В пять утра дежурный железным шкворнем с размаху хозал в подвешенный у входа в барак вагонный буфер, и засыпные дощатые стены, местами промерзшие до белых зайчиков, так вздрагивали, что из щелей вываливались пучки соломы.
Рабочий день начинался.
Зимой, в стужу, чтобы не дать схватиться на морозе вскрытому грунту, рыли его по-боевому, круглые сутки, в три смены. Это было самое горячее, но трудное время: теплая одежда, особенно валенки, быстро гибли на земляных работах, а брезентовая спецовка и ботинки мало держали тепла. Правда, в беспрерывной работе не мерзлось, но до отбоя не у всякого хватало сил, потому часто грелись у костров, пылавших в котловане круглые сутки. В короткие минуты отдыха люди налетали на огонь с набегу, готовые заскочить в самое пекло, чтобы быстрее согреться, запастись теплом и снова взяться за дело. Они подпаливали куртки, штаны, обжигались сами, не сразу чувствуя боль. Ото всех и всегда пахло дымом, палениной, а само тепло в просквоженной одежде паслось недолго — чуть отошел от огня, и мороз взял навылет. В стужу особенно мучились катали: колеса у тачек обмерзали и не держались на обледенелых настилах: десятипудовые тачки то и дело опрокидывались, и если каталь не успевал отскочить, его держаками сшибало с ног. В котловане, который рыло более трехсот человек, были обморожения.
Дома Яков Умнов жил скудно: рос впроголодь, одежонка всегда с чужого плеча — обноски, каждую осень почти до снега бегал босиком и спал на сеновале. В извозах, когда был в работниках, на бесконечных зимних дорогах, бывало, так околевал, что на ночевках не мог согреться до утра и выходил к коням, трясясь вчерашним ознобом. Не стал Яков заправным и после армии, перемогаясь от лета к зиме и от зимы к лету. И то, что жизнь обошла Умнова своей теплой сытостью, помогло ему окрепнуть и приспособиться в тяжелых условиях таежной новостройки.
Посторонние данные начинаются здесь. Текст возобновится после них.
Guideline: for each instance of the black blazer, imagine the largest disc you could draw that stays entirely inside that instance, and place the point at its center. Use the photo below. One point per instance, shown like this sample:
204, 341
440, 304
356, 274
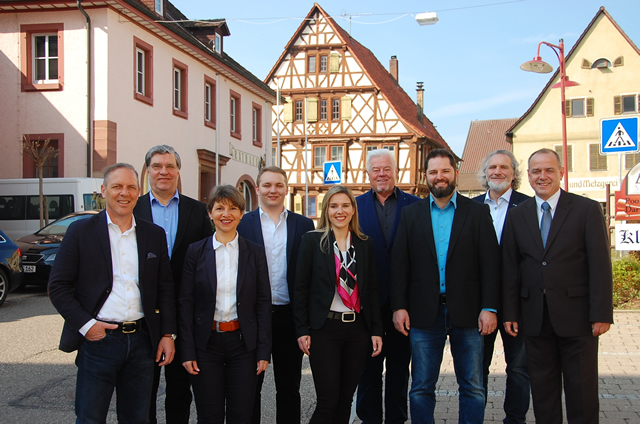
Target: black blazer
197, 300
574, 269
194, 224
472, 271
82, 278
370, 225
250, 228
316, 285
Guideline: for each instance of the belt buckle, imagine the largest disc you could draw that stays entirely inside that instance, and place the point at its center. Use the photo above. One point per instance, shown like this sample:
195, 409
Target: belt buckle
129, 324
348, 317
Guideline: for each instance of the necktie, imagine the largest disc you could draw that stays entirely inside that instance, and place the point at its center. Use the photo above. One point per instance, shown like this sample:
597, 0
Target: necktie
546, 222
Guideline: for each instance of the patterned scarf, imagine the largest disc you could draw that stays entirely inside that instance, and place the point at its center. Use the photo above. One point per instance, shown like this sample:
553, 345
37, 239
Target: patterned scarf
346, 275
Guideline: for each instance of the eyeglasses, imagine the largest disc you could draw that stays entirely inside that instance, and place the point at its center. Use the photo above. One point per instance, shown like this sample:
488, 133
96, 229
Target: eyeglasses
169, 167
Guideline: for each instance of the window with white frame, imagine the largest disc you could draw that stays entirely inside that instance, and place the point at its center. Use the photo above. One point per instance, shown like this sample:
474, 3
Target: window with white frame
319, 156
235, 108
45, 58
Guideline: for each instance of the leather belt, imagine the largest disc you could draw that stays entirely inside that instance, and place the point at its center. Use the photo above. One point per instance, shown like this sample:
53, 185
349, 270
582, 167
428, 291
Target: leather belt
343, 316
222, 327
126, 327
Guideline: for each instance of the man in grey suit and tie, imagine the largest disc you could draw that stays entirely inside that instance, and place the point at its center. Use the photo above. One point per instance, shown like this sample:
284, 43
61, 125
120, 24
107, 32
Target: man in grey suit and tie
557, 291
500, 176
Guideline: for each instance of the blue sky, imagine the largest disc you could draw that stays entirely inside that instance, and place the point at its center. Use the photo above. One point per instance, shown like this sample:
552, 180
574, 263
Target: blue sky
469, 61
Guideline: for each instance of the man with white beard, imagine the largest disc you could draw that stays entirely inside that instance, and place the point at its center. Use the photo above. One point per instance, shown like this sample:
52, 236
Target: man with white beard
501, 177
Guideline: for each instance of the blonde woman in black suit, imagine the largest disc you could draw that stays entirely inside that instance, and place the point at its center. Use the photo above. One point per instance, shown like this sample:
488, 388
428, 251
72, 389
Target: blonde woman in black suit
336, 305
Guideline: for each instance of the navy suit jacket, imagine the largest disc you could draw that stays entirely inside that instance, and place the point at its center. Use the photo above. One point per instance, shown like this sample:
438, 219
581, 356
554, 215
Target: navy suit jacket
370, 226
194, 224
197, 300
574, 269
82, 278
297, 225
515, 199
472, 271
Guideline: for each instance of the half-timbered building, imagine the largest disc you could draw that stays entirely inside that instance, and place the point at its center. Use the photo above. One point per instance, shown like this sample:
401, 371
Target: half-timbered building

Вместе с ним работали и переселенцы из южных районов России — это все были люди рослые, степенные отроду, надежно заправленные обильной и сытой едой. При большой нагрузке без разносолов большие плечистые мужики быстро опадали в теле, и въяве проступала в них широкая костистая основа, которая даже на глаз нуждалась в сытой еде. Но особенно трудными для них оказались первые сухие морозы, братание с которыми для многих обходилось весьма горько. Южане чаще обмораживались, и сразу до черноты и водянки, простывали и кашляли с глубинным заходом и свистом, но в общем запале все шли ровняком.